Assessing the Impact of Subsurface Clay Layers on Water Use Dynamics in Eucalyptus globulus Plantations

ABSTRACT Plantation forests are important for timber production and regional water balances, yet their groundwater interactions are strongly mediated by soil properties. In South Australia's Lower Limestone Coast, groundwater sustainability concerns have highlighted the need to quantify how subsurface clay layers influence plantation water use and growth. This study investigated the effects of subsurface clay thickness on water use, growth, and groundwater extraction of Eucalyptus globulus plantations in South Australia's Lower Limestone Coast, part of the Green Triangle growing region. Measurements included annual rainfall (open and under canopy), forest floor evaporation, stand transpiration, and tree growth (diameter and height).

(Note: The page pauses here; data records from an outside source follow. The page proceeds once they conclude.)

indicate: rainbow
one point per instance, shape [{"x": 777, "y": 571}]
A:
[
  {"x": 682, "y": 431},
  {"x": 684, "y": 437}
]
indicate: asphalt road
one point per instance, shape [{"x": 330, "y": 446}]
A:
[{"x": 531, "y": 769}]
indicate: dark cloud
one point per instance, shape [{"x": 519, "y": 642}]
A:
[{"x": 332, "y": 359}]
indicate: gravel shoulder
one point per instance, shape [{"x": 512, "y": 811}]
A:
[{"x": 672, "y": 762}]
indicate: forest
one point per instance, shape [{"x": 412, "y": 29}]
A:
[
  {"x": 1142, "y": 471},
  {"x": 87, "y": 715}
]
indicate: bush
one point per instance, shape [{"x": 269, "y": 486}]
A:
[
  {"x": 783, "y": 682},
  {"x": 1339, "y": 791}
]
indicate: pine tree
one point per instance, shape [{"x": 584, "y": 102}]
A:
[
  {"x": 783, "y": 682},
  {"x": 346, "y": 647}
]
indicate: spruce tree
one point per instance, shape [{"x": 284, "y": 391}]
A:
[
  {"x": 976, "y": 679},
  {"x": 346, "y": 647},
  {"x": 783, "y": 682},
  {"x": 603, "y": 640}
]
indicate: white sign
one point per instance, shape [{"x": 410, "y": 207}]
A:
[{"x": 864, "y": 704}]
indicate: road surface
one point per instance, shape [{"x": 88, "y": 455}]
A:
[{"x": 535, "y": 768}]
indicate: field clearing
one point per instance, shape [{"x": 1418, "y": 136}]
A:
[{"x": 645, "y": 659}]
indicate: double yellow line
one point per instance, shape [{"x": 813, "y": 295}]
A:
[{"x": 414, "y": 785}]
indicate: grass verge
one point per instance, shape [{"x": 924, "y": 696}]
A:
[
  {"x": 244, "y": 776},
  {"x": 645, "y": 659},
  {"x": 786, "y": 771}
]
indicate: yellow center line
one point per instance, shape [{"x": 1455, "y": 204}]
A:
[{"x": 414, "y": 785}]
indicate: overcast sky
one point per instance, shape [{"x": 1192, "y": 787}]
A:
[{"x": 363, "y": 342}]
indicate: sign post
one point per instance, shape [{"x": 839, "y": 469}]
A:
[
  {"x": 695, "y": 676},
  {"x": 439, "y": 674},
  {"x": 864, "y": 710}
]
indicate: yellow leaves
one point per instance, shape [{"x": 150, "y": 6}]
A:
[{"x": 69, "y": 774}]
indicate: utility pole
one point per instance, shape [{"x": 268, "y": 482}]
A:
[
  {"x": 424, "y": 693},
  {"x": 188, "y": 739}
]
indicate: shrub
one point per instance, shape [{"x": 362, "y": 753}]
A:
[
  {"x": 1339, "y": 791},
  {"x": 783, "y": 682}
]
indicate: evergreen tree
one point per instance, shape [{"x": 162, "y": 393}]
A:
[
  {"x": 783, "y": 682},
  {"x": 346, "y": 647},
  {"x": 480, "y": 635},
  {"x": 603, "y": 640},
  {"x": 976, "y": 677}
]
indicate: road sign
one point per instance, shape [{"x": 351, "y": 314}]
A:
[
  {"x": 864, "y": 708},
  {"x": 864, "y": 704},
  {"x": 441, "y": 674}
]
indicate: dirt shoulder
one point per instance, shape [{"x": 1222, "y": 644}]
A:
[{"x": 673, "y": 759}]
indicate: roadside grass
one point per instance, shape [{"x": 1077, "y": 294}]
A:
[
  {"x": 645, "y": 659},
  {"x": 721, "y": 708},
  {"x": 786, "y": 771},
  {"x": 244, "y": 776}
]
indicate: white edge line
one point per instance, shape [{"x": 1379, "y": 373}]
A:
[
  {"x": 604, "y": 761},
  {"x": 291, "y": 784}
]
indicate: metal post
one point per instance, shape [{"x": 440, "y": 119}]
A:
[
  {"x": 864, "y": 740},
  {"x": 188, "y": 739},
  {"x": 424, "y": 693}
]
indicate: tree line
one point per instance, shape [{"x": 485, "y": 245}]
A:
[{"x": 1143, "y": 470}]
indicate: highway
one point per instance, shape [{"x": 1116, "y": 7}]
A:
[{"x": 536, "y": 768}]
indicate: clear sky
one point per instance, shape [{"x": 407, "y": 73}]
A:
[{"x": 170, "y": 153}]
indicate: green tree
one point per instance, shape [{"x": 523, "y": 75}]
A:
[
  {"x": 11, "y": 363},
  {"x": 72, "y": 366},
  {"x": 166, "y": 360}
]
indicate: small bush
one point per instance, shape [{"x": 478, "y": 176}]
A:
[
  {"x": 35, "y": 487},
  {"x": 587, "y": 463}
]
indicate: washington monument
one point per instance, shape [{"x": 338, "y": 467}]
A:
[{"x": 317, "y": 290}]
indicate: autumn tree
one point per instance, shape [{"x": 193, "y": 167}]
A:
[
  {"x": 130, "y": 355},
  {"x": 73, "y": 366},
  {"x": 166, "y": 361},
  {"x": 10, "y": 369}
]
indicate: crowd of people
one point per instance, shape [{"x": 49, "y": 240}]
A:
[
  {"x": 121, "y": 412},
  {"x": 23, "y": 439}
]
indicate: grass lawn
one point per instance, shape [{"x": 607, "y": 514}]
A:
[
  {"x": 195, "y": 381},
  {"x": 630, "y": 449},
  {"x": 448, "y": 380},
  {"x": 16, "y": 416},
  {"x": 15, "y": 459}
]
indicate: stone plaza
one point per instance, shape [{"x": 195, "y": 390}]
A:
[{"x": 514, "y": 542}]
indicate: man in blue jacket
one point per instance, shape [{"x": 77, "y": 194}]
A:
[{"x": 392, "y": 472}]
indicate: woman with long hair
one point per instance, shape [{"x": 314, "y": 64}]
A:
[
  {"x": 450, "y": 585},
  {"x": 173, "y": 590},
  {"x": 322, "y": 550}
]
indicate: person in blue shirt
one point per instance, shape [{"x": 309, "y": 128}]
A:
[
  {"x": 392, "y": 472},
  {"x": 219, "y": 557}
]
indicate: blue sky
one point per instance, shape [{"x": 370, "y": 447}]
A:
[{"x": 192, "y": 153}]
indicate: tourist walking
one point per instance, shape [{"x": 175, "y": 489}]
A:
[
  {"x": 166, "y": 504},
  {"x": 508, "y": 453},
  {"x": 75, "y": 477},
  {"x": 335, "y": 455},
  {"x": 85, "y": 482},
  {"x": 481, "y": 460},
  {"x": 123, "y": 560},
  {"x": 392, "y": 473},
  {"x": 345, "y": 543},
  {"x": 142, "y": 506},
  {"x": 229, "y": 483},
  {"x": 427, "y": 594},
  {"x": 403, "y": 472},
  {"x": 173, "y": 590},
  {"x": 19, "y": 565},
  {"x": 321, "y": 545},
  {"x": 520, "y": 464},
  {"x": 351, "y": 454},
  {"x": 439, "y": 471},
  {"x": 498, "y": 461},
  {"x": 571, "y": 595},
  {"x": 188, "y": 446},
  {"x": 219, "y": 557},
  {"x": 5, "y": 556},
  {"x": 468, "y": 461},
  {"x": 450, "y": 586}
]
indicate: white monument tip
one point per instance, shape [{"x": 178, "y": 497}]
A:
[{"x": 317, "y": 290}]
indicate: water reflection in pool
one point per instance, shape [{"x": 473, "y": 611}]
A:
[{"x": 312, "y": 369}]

Across eight monitored sites, annual transpiration ranged from 250 to 950 mm, with annual evapotranspiration between 550 to 1250 mm. Sites underlain by thin clay layers exhibited substantially higher transpiration (892 mm year −1 ), annual water balance (−597 mm year −1 ), and stand productivity (periodic annual volume increment, 62 m 3 ha −1 year −1 ) compared with thick clay sites (385 mm year −1 , −23 mm year −1 and 20 m 3 ha −1 year −1 , respectively). At thick clay sites, net groundwater contributions estimated from the annual water balance were small and not significantly different from zero within associated uncertainty bounds. Thus, despite relatively shallow groundwater at some sites (< 6 m), groundwater contributions to stand water use could not be resolved over the monitoring period, consistent with root‐impeding clay layers and reduced soil water availability. These patterns reflect interactions among clay thickness, depth to groundwater, climate variability, and stand properties. The results highlight the importance of incorporating soil profile information into groundwater allocation frameworks for deep‐rooted, non‐irrigated crops like forests, as current policies may overestimate groundwater use in areas underlain by thick clay layers. However, groundwater use estimates should be regarded as indicative because the annual water balance approach cannot distinguish deep soil water from groundwater uptake in the Green Triangle.